In the U.S. there are higher numbers of cases in the border states. Texas is one of four states that reported more than 500 cases in 2010 along with California, New York, and Florida.  A report by the CDC notes that the four states combined, account for nearly half of all the TB cases reported in the U.S. in 2010.

In total, Texas reported 1,385 cases in 2010. The cities with the highest number of cases are those along the U.S.-México border. In 2010 the counties with the highest number of cases where Hidalgo with 69, Cameron with 50, and El Paso with 48.

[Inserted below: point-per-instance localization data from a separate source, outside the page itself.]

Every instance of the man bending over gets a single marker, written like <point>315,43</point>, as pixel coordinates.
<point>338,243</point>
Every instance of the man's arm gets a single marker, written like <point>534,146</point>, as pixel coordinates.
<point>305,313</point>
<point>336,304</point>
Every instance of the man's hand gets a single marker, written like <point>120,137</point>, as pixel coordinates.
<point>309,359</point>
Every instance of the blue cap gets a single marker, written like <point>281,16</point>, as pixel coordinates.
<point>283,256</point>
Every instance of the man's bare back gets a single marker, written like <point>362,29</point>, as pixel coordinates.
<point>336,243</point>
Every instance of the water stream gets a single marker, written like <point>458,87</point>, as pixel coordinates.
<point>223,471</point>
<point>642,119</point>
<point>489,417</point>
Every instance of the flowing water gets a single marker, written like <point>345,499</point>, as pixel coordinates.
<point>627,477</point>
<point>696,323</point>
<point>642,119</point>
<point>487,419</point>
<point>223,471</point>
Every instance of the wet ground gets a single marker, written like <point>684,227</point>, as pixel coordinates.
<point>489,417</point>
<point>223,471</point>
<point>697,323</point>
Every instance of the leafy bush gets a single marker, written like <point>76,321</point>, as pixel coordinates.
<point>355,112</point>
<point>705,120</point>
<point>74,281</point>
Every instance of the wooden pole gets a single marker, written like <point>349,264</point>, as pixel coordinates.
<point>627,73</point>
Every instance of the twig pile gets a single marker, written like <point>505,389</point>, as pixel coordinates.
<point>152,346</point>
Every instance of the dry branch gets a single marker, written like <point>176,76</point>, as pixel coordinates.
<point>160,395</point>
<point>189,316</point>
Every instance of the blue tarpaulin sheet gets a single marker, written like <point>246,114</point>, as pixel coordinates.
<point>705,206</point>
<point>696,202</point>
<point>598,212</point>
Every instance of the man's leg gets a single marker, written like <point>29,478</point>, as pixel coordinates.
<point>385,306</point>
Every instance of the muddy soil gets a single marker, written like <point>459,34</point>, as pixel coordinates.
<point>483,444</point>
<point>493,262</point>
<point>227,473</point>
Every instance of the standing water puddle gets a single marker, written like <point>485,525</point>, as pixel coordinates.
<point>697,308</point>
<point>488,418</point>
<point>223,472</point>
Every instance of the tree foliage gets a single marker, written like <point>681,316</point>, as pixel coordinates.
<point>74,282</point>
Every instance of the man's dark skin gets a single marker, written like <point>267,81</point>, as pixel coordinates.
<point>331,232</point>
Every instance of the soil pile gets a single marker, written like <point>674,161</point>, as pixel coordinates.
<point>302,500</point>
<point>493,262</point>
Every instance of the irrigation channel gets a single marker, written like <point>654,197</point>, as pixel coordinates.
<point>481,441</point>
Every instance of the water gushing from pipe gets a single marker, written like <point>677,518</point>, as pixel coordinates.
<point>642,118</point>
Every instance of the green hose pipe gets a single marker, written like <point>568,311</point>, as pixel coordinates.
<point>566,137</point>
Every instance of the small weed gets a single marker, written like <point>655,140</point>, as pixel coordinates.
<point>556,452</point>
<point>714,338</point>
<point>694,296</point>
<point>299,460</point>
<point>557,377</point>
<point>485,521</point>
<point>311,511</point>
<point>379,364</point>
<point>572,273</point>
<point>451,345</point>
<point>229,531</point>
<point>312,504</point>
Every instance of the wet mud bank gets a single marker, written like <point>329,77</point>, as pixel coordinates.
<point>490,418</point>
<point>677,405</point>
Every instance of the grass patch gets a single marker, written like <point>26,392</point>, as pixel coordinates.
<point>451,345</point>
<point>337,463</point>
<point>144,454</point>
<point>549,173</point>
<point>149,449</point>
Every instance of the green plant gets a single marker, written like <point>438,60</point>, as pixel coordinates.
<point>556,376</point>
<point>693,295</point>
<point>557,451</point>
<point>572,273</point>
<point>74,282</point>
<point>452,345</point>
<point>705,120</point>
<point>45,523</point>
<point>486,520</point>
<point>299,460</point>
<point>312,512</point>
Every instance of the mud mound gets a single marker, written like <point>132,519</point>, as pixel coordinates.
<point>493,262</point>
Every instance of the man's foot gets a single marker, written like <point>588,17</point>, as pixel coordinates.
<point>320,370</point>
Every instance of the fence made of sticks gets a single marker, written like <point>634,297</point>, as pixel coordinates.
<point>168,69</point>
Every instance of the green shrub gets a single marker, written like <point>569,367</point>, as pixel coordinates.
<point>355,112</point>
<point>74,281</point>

In El Paso, Texas, citizens share more than just the border with Cd. Juarez. People travel from side to side commuting to school, work, or have family on either side of the border. This makes it hard to keep track of TB cases while making it easy for patients to stop attending their doctor visits and in worst cases stop the treatment.

As a joint effort to address the issue the Texas Department of State Health Services, El Paso City Department of Public Health and the Mexican Secretary of Health (Secretaria de Salud) created a bi-national prevention program called “Project Juntos.” The project was born in 1993 with a grant from the CDC.

Project Juntos has staff in both sides of the border that take care of testing patients for TB and administrating the treatment. The process is not an easy one since every sample or culture has to be sent to Austin for proper testing. Cd. Juarez does have the capability to do the basic test to identify the bacteria but not the culture test to subtype the bacteria, according to Gonzalez.

Although TB continues to affect El Pasoans, the City of El Paso has decreased the number of official awareness and outreach initiatives. In 2009 there were a total of 17 community presentations in the El Paso area with an attendance of 1,223 people compared to only 14 presentations in 2011 with an attendance of 516.

To make up for the lack of official community outreach by the city, bi-national private organizations, such as Solucion TB, have created initiative such as TB Foto Voz, created in 2008, and Nuestra Casa Exhibit currently showing at the University of Texas at El Paso.

“In 2008, that was probably the last time that I remember having a very well structured, organized outreach advocacy set of activities between Juarez and El Paso that engage and involve people affected by Tuberculosis. And that is what is so unique about that,” Moya said.

She explained that the difference between traditional outreach and projects such as TB Foto Voz, is that traditional outreach usually comes from health professionals and these projects involve people living with TB who have been treated, cured and now reach out to the community to share their personal experience.

“That element is a very powerful element. Because there is nothing like having an individual that has gone through the condition tell you that it’s real, it’s possible, that cure is the end, in terms of what you want to do when you access services, and that no one should die from this condition,” Moya said.

Both methods of outreach are important but she said they could have a bigger impact if combined, according to Moya. She explains that the city has lost ground in outreach initiatives and has missed the opportunity to involve the entire community of El Paso-Juarez, in the process by joining efforts with organizations such as Solucion TB, the University, and even advocates and survivors such as Orduño.

“What is necessary is that we look at what the two communities are doing, and we try our best to maximize and not just duplicate,” Moya said. “That’s the thing; you can’t do it alone, but imagine [involving] nursing students, clinical laboratory students, social work students.”